Ada tiga faktor yang dapat mendorong usaha ritel
berhasil, antara lain sebagai berikut.
1. Lokasi Usaha
Faktor utama yang harus diperhatikan dalam memulai
atupun mengembangkan usaha ritel adala faktor lokasi. Panduan dalam memilih
lokasi usaha ritel yang baik menurut Guswai (2009) adalah sebagai berikut.:
a.
Terlihat (visible)
Lokasi usaha ritel yang baik adalah harus terlihat
oleh banyak orang yang lalu lalang di lokasi tersebut.
b. Lalu lintas yang padat (heavy traffic)
Semakin banyak lokasi usaha ritel dilalui orang, maka
semakin banyak orang yang tahu mengenai usaha ritel tersebut.
c. Arah pulang
ke rumah (direction
to home)
Pada umumnya, pelanggan berbelanja di suatu toko ritel
pada saat pulang ke rumah. Sangat jarang orang berbelanja pada saat akan
berangkat kerja.
d. Fasilitas
umum (public
facilities)
Lokasi usaha ritel yang baik adalah dekat dengan fasilitas
umum seperti terminal angkutan umum, pasar, atau stasiun kereta. Fasilitas umum
tersebut bisa menjadi pendorong bagi sumber lalu lalang calon pembeli/pelanggan
untuk kemudian berbelanja di toko ritel. Hal ini disebut dengan impulsive buying atau pembelian yang
tidak direncanakan.
e. biaya
akuisisi (acquisition cost)
Biaya merupakan hal yang harus dipertimbangkan dalam
berbagai jenis usaha. Peritel harus memutuskan apakah akan membeli suatu lahan
atau menyewa suatu lokasi tertentu. Peritel hendaknya melakukan studi kelayakan
dari sisi keuangan untuk memutuskan suatu lokasi usaha ritel tertentu.
f. Peraturan/perizinan (regulation)
Dalam menentukan suatu lokasi usaha ritel harus juga
mempertimbangkan peraturan yang berlaku. Hendaknya peritel tidak menempatkan
usahanya pada lokasi yang memang tidak diperuntukan untuk usaha, seperti taman
kota dan bantaran sungai.
g. Akses (access)
Akses merupakan jalan masuk dan keluar menuju lokasi.

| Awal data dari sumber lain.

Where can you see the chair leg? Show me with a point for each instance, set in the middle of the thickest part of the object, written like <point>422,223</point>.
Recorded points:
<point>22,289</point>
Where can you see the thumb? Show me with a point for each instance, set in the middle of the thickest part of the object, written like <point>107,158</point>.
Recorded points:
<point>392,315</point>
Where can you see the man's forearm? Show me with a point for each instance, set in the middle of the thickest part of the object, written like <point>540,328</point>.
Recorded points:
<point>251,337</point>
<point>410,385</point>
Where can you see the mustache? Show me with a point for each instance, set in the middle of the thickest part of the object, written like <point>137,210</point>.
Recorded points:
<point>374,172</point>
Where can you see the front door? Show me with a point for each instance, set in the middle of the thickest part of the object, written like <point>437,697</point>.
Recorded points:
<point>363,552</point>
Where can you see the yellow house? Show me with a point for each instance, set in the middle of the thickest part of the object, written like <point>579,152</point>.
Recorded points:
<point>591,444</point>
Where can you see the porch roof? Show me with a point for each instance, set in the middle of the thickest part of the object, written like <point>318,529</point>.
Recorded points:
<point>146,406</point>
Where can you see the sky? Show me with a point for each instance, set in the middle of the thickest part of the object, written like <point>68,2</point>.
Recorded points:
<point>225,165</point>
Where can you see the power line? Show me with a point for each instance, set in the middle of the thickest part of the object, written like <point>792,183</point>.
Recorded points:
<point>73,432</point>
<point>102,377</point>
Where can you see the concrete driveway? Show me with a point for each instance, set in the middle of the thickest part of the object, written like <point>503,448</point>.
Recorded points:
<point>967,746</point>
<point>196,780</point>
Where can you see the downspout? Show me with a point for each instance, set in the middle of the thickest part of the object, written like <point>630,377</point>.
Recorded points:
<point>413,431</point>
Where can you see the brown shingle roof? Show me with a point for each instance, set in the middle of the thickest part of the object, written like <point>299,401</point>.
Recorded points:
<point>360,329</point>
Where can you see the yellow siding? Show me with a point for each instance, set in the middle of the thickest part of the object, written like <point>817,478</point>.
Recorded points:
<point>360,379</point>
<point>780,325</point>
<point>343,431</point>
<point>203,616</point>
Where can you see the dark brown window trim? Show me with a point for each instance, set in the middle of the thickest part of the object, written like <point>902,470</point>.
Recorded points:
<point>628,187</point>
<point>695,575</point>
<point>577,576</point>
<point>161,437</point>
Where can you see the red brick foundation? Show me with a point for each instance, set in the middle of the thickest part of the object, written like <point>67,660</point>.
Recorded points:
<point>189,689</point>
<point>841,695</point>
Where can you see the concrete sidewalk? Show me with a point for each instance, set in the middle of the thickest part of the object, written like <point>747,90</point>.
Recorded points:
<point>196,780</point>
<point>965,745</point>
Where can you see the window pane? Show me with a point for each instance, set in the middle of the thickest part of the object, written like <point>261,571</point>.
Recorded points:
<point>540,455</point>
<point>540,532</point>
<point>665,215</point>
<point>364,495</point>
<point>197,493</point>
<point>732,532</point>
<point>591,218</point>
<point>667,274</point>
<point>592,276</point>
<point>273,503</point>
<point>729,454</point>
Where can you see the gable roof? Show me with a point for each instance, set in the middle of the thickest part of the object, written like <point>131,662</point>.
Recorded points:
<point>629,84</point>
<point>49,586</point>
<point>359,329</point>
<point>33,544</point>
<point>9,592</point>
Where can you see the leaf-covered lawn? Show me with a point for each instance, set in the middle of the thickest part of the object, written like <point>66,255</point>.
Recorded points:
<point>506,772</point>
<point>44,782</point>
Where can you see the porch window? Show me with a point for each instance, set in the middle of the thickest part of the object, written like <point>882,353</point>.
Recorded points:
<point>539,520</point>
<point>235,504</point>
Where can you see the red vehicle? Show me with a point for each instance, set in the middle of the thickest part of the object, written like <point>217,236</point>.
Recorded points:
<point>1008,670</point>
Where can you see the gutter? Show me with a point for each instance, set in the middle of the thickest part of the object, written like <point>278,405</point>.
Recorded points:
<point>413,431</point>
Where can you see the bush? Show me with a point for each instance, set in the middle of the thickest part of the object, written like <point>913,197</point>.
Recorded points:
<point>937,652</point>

Akses yang baik haruslah memudahkan calon pembeli/pelanggan untuk sampai ke
suatu usaha ritel. Jenis-jenis hambatan akses bisa berupa perubahan arus lalu
lintas atau halangan langsung ke lokasi toko, seperti pembatas jalan.
h. Infrastruktur
(infrastructure)
Infrastruktur yang dapat menunjang keberadaan suatu
usaha ritel, antara lain lahan parkir yang memadai, toilet, dan lampu
penerangan. Hal tersebut dapat menunjang kenyamanan pelanggan dalam mengunjungi
suatu toko ritel.
i. Potensi pasar yang tersedia (captive
market
Pelanggan biasanya akan memilih lokasi belanja yang
dekat dengan kediamannya. Menetapkan lokasi usaha ritel yang dekat dengan
pelanggan akan meringankan usaha peritel dalam mencari pelanggan.
j. Legalitas (legality)
Untuk memutuskan apakah membeli atau menyewa sebuah
lokasi untuk menempatkan usaha, peritel harus memastikan bahwa lokasi tersebut
tidak sedang memiliki masalah hukum (sengketa). Segala perjanjian jual beli
maupun sewa-menyewa hendaknya dilakukan di hadapan notaris. Pihak notaris akan
memeriksa kelengkapan dokumen sebelum melakukan pengesahan jual beli ataupun
sewa-menyewa.
Kesalahan dalam menentukan lokasi usaha ritel dapat
memiliki dampak jangka panjang. Peritel harus mempertimbangkan biaya yang sudah
dikeluarkan ketika menjalankan usaha ritel seperti pemasangan listrik, jaringan
sistem komputer, dan dekorasi bangunan. Memindahkan bisnis ke lokasi yang baru
yang dinilai akan lebih menguntungkan juga bukan hal yang mudah karena harus
mempertimbangkan barbagai hal, seperti luas ruangan yang dibutuhkan, dekorasi ruangan,
perizinan, dan lain sebagainya.
2. Harga yang tepat
Usaha ritel biasanya menjual produk-produk yang biasa
dibeli/dikonsumsi pelanggan sehari-hari. Oleh karena itu, pelanggan bisa
mengontrol harga dengan baik. Jika suatu toko menjual produk dengan harga yang
tinggi, maka pelanggan akan pindah ke toko lain yang menawarkan harga yang
lebih rendah, sehingga toko menjadi sepi pelangaan. Sebaliknya, penetapan harga
yang terlalu murah mengakibatkan minimnya keuntungan yang akan diperoleh,
sehingga peritel belum tentu mampu menutup biaya-biaya yang timbul dalam
menjalankan usahanya.
3. Suasana toko
Suasana toko yang sesuai bisa mendorong pelanggan
untuk datang dan berlama-lama di dalam toko, seperti memasang alunan musik
ataupun mengatur tata cahaya toko. Ada dua hal yang perlu di perhatikan untuk
menciptakan suasana toko yang menyenangkan, yaitu eksterior toko dan interior
toko.
a.
Eksterior toko, meliputi keseluruhan bangunan fisik yang bisa dilihat
dari bentuk bangunan, pintu masuk, tangga, dinding, jendela dan sebagainya.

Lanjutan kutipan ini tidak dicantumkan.